By Satur C. Ocampo
At Ground Level | The Philippine Star
“In 2006 and 2007, when the United Nations, the United States, the European Union and several other major donors publicly raised their concerns over the politically motivated killings under then-President Gloria Macapagal-Arroyo, the number of killings dropped drastically. Under President Aquino, though, it is international pressure that has dropped, while the killings continue.”
Human Rights Watch
Such is the pointed reminder to President Aquino a rebuke, actually from an international human rights monitoring organization as he prepares to deliver his second state-of-the-nation address on Monday.
And there are similar reminders, rebukes, and appeals from various groups within the country. All urge the President to decisively resolve the issues of extrajudicial killings, enforced disappearances, and other human rights violations attributed to state security forces in pursuance of internal security policies and programs.
Under P-Noy’s watch, the human-rights alliance Karapatan has documented 48 extrajudicial killings and six enforced disappearances. None of these have been solved, contrary to Mr. Aquino’s claim in his first SONA that three political murder cases had been solved of the six recorded then.
Human Rights Watch’s 98-page report, titled “No Justice Just Adds to the Pain: Killings, Disappearances, and Impunity in the Philippines,” details some of these cases through 80 interviews with victims, their families, and witnesses in 11 provinces and with PNP and AFP officials. A former soldier narrates how military commanders trained and ordered him and other soldiers to kill leftist activists, hide or burn their bodies, intimidate witnesses, and make the killings appear like they were supposedly done by the New People’s Army’s “special partisan units.”
In the past decade only seven cases of extrajudicial killings were successfully prosecuted, with 12 defendants convicted, but HRW notes “none since P-Noy assumed office.” There has been no military member convicted, it adds, and no senior military officer convicted for direct involvement or as a matter of command responsibility.
Elaine Pearson, HRW-Asia deputy director, remarks: “Activists are being gunned down in the street, while implicated soldiers walk free. The Philippines can only bring an end to these horrific abuses if it is clear that anyone who orders or commits them will be jailed and their military careers will be over.”
Wasn’t this essentially what P-Noy said in a meeting with European ambassadors shortly before he was elected President? “Cases of extrajudicial killings need to be solved, not just identify the perpetrators but have them captured and sent to jail,” as quoted in this column last May 14.
Now P-Noy is pressed to make good on what he said then.
One challenge to him comes from Karapatan and Hustisya (an organization of victims and their families) which have initiated the filing of criminal charges against retired Army Gen. Jovito Palparan Jr. and other military officers for the abduction and disappearance in 2006 of UP coeds Sherlyn Cadapan and Karen Empeno. In a press statement, the two groups were firm:
“Mr. President, you have to back up our initiatives, you have to stand up with us in our pursuit of justice and ensure that Palparan, et al., end up in jail. Equally important, you have to immediately put a stop to human rights violations under your administration and end impunity in this country.”

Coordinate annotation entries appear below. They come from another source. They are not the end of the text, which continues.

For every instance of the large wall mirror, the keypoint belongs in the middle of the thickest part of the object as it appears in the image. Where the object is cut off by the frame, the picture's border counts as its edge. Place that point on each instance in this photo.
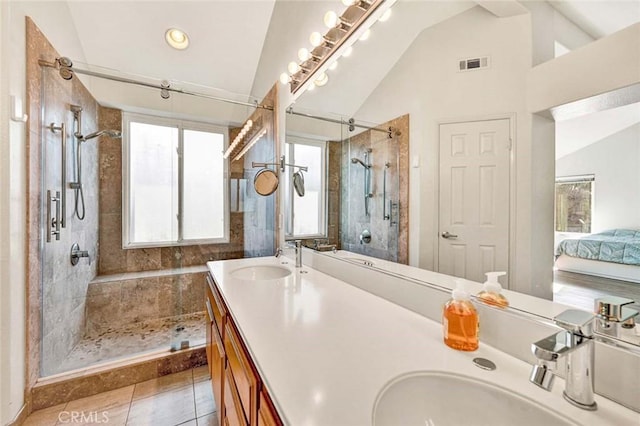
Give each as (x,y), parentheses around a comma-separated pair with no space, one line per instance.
(485,186)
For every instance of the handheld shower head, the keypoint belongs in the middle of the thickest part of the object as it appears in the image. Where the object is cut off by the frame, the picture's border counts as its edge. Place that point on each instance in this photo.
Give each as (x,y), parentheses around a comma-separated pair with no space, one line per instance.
(359,161)
(108,132)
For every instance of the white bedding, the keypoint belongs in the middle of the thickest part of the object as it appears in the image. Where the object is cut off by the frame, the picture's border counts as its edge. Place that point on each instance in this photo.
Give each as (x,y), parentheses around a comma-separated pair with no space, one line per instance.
(616,271)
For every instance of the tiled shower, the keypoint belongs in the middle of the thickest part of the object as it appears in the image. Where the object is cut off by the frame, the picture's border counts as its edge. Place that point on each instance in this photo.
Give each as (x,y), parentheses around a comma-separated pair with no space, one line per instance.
(114,304)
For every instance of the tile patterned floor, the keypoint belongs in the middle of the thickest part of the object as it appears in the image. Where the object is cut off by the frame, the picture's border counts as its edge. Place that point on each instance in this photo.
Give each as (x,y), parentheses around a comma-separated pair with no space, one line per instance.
(135,339)
(183,398)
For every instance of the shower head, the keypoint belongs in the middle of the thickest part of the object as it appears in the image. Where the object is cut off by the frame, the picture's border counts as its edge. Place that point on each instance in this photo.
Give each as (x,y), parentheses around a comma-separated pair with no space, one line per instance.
(108,132)
(359,161)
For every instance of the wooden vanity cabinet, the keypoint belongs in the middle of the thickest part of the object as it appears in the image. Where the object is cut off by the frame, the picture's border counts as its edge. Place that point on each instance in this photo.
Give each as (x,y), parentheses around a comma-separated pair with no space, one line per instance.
(237,387)
(215,349)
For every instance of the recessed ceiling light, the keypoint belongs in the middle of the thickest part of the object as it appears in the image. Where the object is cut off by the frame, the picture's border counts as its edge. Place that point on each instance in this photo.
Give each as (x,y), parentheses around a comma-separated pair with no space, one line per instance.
(176,38)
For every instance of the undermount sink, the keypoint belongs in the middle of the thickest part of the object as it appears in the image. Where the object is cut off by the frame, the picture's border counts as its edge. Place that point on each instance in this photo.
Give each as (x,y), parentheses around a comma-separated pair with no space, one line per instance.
(261,272)
(436,398)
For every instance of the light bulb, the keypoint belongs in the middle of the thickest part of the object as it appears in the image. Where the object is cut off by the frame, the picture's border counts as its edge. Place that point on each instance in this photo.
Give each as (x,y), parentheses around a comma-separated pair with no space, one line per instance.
(176,38)
(293,67)
(303,54)
(331,19)
(322,79)
(316,39)
(385,16)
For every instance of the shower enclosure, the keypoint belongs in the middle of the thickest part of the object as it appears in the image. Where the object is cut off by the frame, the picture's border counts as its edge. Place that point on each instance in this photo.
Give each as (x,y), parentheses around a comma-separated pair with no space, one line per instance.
(101,302)
(370,191)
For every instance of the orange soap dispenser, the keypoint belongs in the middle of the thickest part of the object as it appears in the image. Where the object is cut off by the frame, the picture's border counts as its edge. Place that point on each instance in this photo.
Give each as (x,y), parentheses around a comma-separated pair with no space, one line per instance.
(460,320)
(491,291)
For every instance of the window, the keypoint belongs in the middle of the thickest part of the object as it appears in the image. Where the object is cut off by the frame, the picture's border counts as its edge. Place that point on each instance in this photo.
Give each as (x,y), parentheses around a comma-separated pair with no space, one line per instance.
(306,216)
(574,203)
(174,182)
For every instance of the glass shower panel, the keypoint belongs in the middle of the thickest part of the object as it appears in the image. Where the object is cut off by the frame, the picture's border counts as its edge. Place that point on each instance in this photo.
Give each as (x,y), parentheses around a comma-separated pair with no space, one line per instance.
(369,194)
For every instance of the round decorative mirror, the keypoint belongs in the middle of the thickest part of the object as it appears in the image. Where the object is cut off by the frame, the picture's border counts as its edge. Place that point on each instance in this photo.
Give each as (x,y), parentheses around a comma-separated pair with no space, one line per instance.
(265,182)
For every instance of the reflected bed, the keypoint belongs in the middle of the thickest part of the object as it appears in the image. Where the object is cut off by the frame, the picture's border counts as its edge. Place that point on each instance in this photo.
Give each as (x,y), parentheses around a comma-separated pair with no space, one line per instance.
(612,254)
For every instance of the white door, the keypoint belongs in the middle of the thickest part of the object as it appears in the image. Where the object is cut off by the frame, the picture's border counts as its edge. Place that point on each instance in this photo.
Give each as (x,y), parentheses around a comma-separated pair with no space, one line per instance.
(474,198)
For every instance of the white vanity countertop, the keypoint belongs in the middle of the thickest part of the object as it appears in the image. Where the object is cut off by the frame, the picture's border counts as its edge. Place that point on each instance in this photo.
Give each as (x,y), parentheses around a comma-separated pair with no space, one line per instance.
(325,349)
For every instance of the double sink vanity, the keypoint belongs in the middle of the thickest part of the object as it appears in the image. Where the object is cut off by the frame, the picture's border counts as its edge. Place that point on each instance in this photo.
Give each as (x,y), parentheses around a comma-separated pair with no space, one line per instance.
(308,346)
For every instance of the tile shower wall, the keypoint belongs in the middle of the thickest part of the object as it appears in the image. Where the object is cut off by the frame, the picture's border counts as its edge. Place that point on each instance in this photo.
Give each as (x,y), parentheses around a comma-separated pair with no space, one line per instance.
(260,211)
(334,182)
(388,241)
(63,286)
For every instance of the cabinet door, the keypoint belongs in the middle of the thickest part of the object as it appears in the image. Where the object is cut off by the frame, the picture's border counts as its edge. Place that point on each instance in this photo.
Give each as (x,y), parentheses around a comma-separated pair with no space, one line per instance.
(233,415)
(217,369)
(246,380)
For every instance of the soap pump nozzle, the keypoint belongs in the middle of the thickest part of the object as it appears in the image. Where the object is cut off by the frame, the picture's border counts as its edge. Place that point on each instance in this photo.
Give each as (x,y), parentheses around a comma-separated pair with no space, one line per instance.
(491,290)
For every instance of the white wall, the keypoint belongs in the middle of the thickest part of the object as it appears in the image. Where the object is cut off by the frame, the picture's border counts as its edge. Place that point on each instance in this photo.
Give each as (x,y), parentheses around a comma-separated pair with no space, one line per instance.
(615,162)
(12,223)
(425,83)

In Mindanao’s Caraga region, tribal, labor and human rights groups will hold mass rallies coinciding with Monday’s SONA to protest P-Noy’s “inaction” on the continued killings of tribal leaders and members of indigenous peoples “who refuse to cooperate with influential politicians who favor mining and logging interests.”

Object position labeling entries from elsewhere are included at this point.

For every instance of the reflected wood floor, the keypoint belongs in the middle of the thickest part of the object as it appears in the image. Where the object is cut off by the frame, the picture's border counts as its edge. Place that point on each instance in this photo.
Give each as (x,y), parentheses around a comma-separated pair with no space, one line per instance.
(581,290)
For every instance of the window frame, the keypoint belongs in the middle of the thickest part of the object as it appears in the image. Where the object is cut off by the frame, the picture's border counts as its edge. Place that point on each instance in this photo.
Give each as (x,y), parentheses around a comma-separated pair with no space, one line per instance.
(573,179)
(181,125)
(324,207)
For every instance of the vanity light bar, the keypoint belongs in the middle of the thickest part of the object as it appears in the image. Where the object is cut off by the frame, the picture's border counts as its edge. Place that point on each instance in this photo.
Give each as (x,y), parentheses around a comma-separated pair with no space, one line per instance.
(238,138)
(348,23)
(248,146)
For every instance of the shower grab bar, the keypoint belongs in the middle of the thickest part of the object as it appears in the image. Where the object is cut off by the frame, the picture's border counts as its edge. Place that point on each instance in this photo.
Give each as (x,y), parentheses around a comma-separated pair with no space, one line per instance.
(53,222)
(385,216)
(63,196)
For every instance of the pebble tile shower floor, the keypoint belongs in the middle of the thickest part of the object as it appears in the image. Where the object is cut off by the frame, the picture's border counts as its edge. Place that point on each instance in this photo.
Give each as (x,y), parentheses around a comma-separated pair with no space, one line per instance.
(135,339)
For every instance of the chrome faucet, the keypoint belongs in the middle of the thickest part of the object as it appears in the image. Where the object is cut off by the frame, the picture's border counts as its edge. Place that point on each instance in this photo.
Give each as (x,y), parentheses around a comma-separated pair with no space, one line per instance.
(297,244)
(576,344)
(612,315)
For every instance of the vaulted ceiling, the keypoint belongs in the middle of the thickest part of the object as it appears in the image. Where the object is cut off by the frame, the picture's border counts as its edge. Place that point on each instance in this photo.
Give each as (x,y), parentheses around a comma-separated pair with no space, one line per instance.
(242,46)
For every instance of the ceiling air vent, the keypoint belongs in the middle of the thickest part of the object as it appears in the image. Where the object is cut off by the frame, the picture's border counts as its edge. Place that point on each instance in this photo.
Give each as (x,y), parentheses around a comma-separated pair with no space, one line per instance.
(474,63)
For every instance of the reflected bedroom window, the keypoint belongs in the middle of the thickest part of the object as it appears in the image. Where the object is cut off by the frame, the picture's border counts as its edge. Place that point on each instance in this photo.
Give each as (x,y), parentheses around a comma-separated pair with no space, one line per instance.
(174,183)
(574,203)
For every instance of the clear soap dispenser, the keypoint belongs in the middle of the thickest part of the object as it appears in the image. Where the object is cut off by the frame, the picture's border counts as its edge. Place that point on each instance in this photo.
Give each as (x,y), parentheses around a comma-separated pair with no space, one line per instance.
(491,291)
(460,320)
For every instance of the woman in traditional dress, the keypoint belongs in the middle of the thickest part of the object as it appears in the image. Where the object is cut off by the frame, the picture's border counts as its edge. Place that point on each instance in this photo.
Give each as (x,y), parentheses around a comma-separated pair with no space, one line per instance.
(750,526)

Monday will also be the final day of a three-day fast undergone by 354 political prisoners all over the country. They are calling attention to their demand to free all political prisoners, preferably through a presidential proclamation of a “general, omnibus and unconditional amnesty.”
Their amnesty demand is supported by several groups church formations, lawyers, progressive party-list representatives in Congress, as well as Karapatan, Hustisya, Selda (ex-political prisoners), and Bagong Alyansang Makabayan.
It’s a just demand, deserving of public support. Why?
These are persons who were arrested, detained and imprisoned basically for acts in furtherance of their political beliefs. Long-established jurisprudence requires them to be treated differently from common criminal offenders. Yet they have been arbitrarily denied liberty and due process of law through “legal” schemes, such as charging them with common crimes (murder, kidnapping, arson, etc.), instead of rebellion or sedition. They are thus denied the right to bail, even as their cases take forever to be heard. They are stigmatized as plain criminals of the heinous kind rather than treated as political offenders.
Of the 354 political prisoners, 47 were arrested under P-Noy, 27 before Arroyo, and 280 under her. Most are victims of Arroyo’s “legal offensive” via the Inter-Agency Legal Action Group created in 2006. The IALAG has been abolished upon recommendation by UN Special Rapporteur Philip Alston, yet its malevolent effects continue to penalize its victims.
Justice demands rectification of these anomalies.
As his mother Cory Aquino saw the justness of granting general amnesty for the Marcos dictatorship’s political prisoners in 1986, can’t P-Noy do likewise for Arroyo’s and his own political prisoners?